10 Things: Corey Arnold, Alaskan Fisherman and Photographer
Ed. Note: Corey Arnold’s official title reads photographer and Alaskan commercial fisherman, but like the Bering Sea which he called home from 2002 to 2010, there’s a lot more depth to him than meets the eye. Equipped with a wry sense of humor and a medium format camera often wrapped in ziplocs and duct tape, Corey is able to tease out the soul of a motley cast of characters, including fishermen, fish, fishermen who sleep with fish, and swans who beak unknowing sunbathers.
In 2010, Corey released the first part in a lifelong series titled Fish Work: The Bering Sea, which documents the seven years he spent as a deckhand on the crabber f/v Rollo (also chronicled by Discovery Channel’s hit show, The Deadliest Catch). His latest project, Fishing With My Dad 1978-1995, showcases his early fishing trips with his father and his jones for knee-high socks and short shorts.
Today, Corey escapes the Portland rain for two months a year to captain a wild Sockeye salmon fishing operation in Bristol Bay, Alaska. The rest of the year he spends living the life we wish we lead: skateboarding, gardening, and cat maintenance. Oh, and travelling the world to shoot spreads for clients such as Outside Magazine, Monocle, Esquire, and The New Yorker.
Corey was kind enough to share some of his favorite moments from his travels for assignment and personal projects, which you’ll find below.
I was shooting for Audubon Magazine along the Gulf of California in Mexico. The story was about the endangered Vaquita, the smallest living cetacean (dolphin). So naturally I took a portrait of this guy. Around town, they call him “the rat”. For 5 pesos you can hang out in his “chill space”, a giant covered nearly underground space and sleep for an hour in one of his comfortable handmade hammocks.
I was taking portraits of fishermen at the Vigo fish market in Galicia (Spain), which is the largest fishing port in Europe. These guys volunteered to pose with this Blue shark. I asked them to hold it over their heads (in English), which created about 5 minutes of massive confusion lost in translation and this picture came out of the fluster.
On assignment for En Route Magazine: They sent me to the Mediterranean where I was to shoot a story on the food of Greece. This woman owned a little fish restaurant off the beaten path, and when they found out I was coming from the U.S. for a visit, she prepared a massive feast. I asked to take her portrait holding a fish (via a translator). She refused and said she was too fat to be photographed. With a bit of convincing, she agreed to sit for a simple portrait. Then suddenly she began yelling at all her relatives who quickly scattered. They returned with fish, squid, lobster, etc. and she started covering herself in seafood. I had no idea what was happening, but it was awesome.

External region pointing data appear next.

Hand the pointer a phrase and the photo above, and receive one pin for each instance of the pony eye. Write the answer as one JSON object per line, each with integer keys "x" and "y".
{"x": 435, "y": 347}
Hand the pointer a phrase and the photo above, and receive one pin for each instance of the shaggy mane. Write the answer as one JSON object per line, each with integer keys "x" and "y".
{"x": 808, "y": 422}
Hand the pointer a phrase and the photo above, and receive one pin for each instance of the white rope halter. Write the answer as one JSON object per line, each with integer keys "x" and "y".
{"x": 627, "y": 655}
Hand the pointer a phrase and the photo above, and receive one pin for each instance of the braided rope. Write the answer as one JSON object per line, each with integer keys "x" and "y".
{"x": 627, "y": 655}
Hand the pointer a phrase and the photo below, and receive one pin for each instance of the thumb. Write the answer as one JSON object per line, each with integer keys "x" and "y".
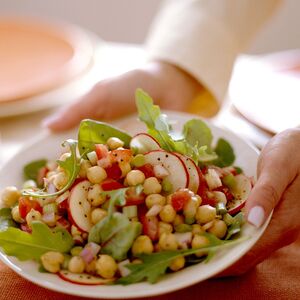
{"x": 275, "y": 173}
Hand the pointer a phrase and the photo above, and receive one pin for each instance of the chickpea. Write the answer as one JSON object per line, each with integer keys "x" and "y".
{"x": 164, "y": 228}
{"x": 84, "y": 166}
{"x": 94, "y": 195}
{"x": 168, "y": 241}
{"x": 177, "y": 263}
{"x": 52, "y": 261}
{"x": 33, "y": 215}
{"x": 125, "y": 168}
{"x": 106, "y": 266}
{"x": 114, "y": 143}
{"x": 205, "y": 214}
{"x": 200, "y": 241}
{"x": 98, "y": 214}
{"x": 96, "y": 174}
{"x": 167, "y": 214}
{"x": 219, "y": 229}
{"x": 190, "y": 208}
{"x": 142, "y": 244}
{"x": 91, "y": 267}
{"x": 178, "y": 220}
{"x": 135, "y": 177}
{"x": 75, "y": 231}
{"x": 155, "y": 199}
{"x": 60, "y": 180}
{"x": 15, "y": 213}
{"x": 196, "y": 229}
{"x": 152, "y": 186}
{"x": 169, "y": 199}
{"x": 64, "y": 156}
{"x": 76, "y": 265}
{"x": 10, "y": 196}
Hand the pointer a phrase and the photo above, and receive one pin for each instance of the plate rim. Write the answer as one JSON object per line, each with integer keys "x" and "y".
{"x": 141, "y": 293}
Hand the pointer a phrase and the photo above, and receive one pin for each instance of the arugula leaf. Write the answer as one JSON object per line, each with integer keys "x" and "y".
{"x": 225, "y": 153}
{"x": 236, "y": 226}
{"x": 6, "y": 219}
{"x": 156, "y": 264}
{"x": 157, "y": 124}
{"x": 71, "y": 166}
{"x": 94, "y": 132}
{"x": 109, "y": 226}
{"x": 31, "y": 170}
{"x": 196, "y": 132}
{"x": 115, "y": 232}
{"x": 121, "y": 242}
{"x": 27, "y": 246}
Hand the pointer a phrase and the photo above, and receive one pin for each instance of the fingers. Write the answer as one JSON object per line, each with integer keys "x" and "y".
{"x": 276, "y": 171}
{"x": 282, "y": 231}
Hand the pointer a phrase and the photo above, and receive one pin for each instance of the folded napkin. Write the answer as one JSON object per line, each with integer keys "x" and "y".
{"x": 278, "y": 278}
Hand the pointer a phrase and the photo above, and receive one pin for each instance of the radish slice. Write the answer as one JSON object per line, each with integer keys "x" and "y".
{"x": 144, "y": 143}
{"x": 241, "y": 192}
{"x": 84, "y": 279}
{"x": 79, "y": 206}
{"x": 178, "y": 175}
{"x": 193, "y": 172}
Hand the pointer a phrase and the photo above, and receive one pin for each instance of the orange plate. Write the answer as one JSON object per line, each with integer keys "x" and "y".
{"x": 36, "y": 56}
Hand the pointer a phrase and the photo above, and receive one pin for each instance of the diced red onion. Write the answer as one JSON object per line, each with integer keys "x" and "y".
{"x": 154, "y": 210}
{"x": 183, "y": 239}
{"x": 160, "y": 171}
{"x": 122, "y": 269}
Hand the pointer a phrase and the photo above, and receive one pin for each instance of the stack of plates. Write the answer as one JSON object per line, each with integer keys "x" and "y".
{"x": 41, "y": 64}
{"x": 266, "y": 90}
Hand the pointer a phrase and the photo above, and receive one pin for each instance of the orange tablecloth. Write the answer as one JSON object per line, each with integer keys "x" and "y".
{"x": 276, "y": 278}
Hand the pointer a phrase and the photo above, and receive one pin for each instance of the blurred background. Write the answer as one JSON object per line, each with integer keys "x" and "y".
{"x": 128, "y": 21}
{"x": 263, "y": 97}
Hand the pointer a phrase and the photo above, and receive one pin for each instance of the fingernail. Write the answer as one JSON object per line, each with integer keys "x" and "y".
{"x": 256, "y": 216}
{"x": 50, "y": 120}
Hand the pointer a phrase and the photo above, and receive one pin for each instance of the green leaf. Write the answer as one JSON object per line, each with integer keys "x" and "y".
{"x": 27, "y": 246}
{"x": 154, "y": 265}
{"x": 156, "y": 122}
{"x": 196, "y": 132}
{"x": 31, "y": 170}
{"x": 6, "y": 219}
{"x": 71, "y": 166}
{"x": 104, "y": 230}
{"x": 94, "y": 132}
{"x": 121, "y": 242}
{"x": 236, "y": 226}
{"x": 225, "y": 153}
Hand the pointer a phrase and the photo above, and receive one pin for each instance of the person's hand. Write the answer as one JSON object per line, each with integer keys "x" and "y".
{"x": 278, "y": 188}
{"x": 170, "y": 86}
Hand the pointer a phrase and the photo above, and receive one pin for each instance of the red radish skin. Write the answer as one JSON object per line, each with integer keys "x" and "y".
{"x": 79, "y": 207}
{"x": 144, "y": 143}
{"x": 241, "y": 193}
{"x": 82, "y": 279}
{"x": 178, "y": 175}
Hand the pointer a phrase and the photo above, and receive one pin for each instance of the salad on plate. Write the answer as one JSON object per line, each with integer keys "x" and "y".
{"x": 120, "y": 209}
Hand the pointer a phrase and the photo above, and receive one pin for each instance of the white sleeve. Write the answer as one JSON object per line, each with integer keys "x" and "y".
{"x": 204, "y": 37}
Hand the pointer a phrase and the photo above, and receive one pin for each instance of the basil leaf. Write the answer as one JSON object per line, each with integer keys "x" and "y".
{"x": 6, "y": 219}
{"x": 71, "y": 166}
{"x": 27, "y": 246}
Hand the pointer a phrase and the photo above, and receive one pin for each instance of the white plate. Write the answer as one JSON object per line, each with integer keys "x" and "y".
{"x": 49, "y": 146}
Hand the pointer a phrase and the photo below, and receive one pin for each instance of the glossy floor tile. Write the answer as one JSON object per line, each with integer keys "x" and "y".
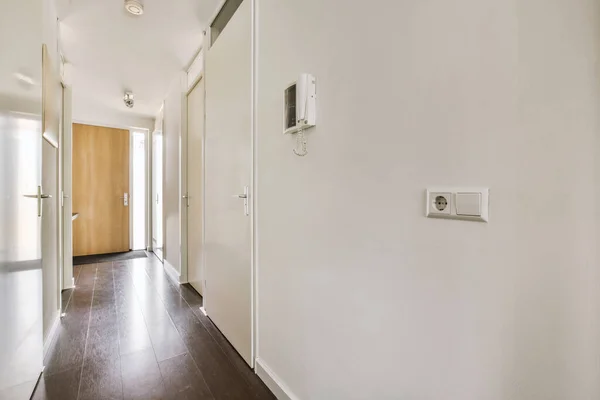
{"x": 130, "y": 333}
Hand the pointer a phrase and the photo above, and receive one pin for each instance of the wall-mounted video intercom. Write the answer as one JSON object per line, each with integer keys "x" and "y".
{"x": 300, "y": 110}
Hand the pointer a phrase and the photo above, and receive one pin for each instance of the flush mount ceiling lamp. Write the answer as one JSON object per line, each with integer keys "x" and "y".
{"x": 128, "y": 99}
{"x": 134, "y": 7}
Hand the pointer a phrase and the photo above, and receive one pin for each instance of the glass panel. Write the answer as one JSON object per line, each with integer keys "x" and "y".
{"x": 157, "y": 195}
{"x": 138, "y": 195}
{"x": 21, "y": 344}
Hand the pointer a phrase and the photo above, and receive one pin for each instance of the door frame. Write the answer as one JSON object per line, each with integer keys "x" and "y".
{"x": 66, "y": 166}
{"x": 161, "y": 160}
{"x": 184, "y": 173}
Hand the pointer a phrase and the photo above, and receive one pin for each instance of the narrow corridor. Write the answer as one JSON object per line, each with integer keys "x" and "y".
{"x": 130, "y": 333}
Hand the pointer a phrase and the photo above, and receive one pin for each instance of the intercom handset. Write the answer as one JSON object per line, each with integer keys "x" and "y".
{"x": 300, "y": 110}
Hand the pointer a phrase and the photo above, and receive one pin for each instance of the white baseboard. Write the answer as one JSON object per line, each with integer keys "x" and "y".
{"x": 171, "y": 272}
{"x": 52, "y": 333}
{"x": 279, "y": 389}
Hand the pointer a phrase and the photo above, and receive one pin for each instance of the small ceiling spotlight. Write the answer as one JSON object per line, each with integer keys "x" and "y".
{"x": 128, "y": 99}
{"x": 134, "y": 7}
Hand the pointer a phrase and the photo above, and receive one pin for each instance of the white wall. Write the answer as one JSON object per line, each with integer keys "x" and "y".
{"x": 111, "y": 119}
{"x": 172, "y": 131}
{"x": 360, "y": 296}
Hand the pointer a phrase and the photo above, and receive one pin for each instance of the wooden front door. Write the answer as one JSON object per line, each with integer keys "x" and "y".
{"x": 100, "y": 183}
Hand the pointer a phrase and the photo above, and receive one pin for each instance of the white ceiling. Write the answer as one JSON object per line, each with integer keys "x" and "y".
{"x": 112, "y": 51}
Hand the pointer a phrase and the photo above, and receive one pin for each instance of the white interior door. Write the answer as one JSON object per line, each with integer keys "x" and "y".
{"x": 21, "y": 341}
{"x": 228, "y": 167}
{"x": 67, "y": 162}
{"x": 157, "y": 197}
{"x": 195, "y": 170}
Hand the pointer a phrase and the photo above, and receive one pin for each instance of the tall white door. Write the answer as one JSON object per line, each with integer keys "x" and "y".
{"x": 228, "y": 299}
{"x": 157, "y": 187}
{"x": 195, "y": 170}
{"x": 67, "y": 162}
{"x": 21, "y": 341}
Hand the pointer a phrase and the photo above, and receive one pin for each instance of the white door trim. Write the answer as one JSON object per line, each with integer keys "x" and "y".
{"x": 253, "y": 192}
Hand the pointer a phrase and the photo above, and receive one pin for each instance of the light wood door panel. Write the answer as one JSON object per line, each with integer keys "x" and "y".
{"x": 100, "y": 180}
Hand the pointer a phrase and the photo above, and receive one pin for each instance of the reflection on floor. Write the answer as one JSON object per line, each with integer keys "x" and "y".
{"x": 130, "y": 333}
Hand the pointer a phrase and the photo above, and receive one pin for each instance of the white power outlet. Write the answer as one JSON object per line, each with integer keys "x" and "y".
{"x": 439, "y": 203}
{"x": 464, "y": 203}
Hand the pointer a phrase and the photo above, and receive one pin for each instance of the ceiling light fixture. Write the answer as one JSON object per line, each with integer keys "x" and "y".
{"x": 128, "y": 99}
{"x": 134, "y": 7}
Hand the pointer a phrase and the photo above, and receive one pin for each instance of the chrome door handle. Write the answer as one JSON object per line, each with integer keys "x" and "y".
{"x": 125, "y": 198}
{"x": 39, "y": 196}
{"x": 245, "y": 197}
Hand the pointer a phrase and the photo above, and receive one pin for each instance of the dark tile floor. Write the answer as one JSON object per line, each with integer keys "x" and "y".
{"x": 130, "y": 333}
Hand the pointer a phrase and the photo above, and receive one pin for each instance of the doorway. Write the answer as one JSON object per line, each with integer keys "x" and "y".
{"x": 101, "y": 190}
{"x": 138, "y": 190}
{"x": 157, "y": 195}
{"x": 195, "y": 170}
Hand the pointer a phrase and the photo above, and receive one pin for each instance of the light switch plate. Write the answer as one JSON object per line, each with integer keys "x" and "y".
{"x": 464, "y": 203}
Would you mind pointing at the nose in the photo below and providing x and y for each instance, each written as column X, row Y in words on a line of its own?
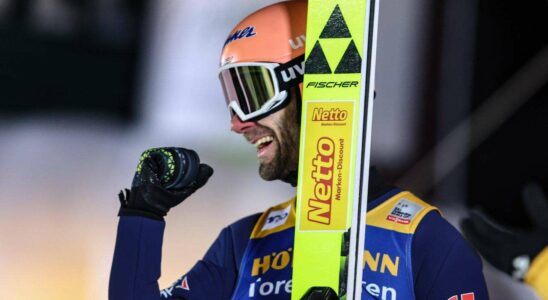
column 240, row 126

While at work as a deckhand in the Bering Sea: We were on our way back to Dutch Harbor after filling the boat with King Crab and preparing to head out to a Halloween party back on shore. My fellow deckhand, Matthew tried on this horse mask. Our little boat kitty was walking by and so the two met for a portrait.
Anyone that knows my photos knows that I don’t use almost any digital manipulation. But, I had to shoot a cat humiliating a dog for Alpo dogfood and we had the humane society on set to make sure no one was getting hurt. The only way to pull this one off was via some trickery and photoshop magic. This shot consists of about 10 combined images animal parts.
I spent the day at Disneyworld in Orlando by myself a few years back, stalking unknowing visitors. I thought I was the only person that had ever visited Disneyworld alone until I spotted this guy on his own personal journey.
Last year I was commissioned by the PEW foundation to photograph the state of EU fisheries. I was on a French trawler and took a little bycatch snooze with baby sharks.
I used to live in Norway and in the summers spent time a lot of time by the sea. The swans were complete assholes, and would swim up to unknowing sunbathers and beak them.
In Bristol Bay, Alaska, we’ve trained dogs to help us pick salmon from the nets. Dogs are putting Americans out of work.
When in Orlando, who wouldn’t visit the Holyland Experience where you can meet Jesus and watch a live version of the bloody and brutal Passion of Christ reinactment. This is a picture of Jesus and I before he was whipped to a bloody pulp in front of a crowd of freaked out elderly people.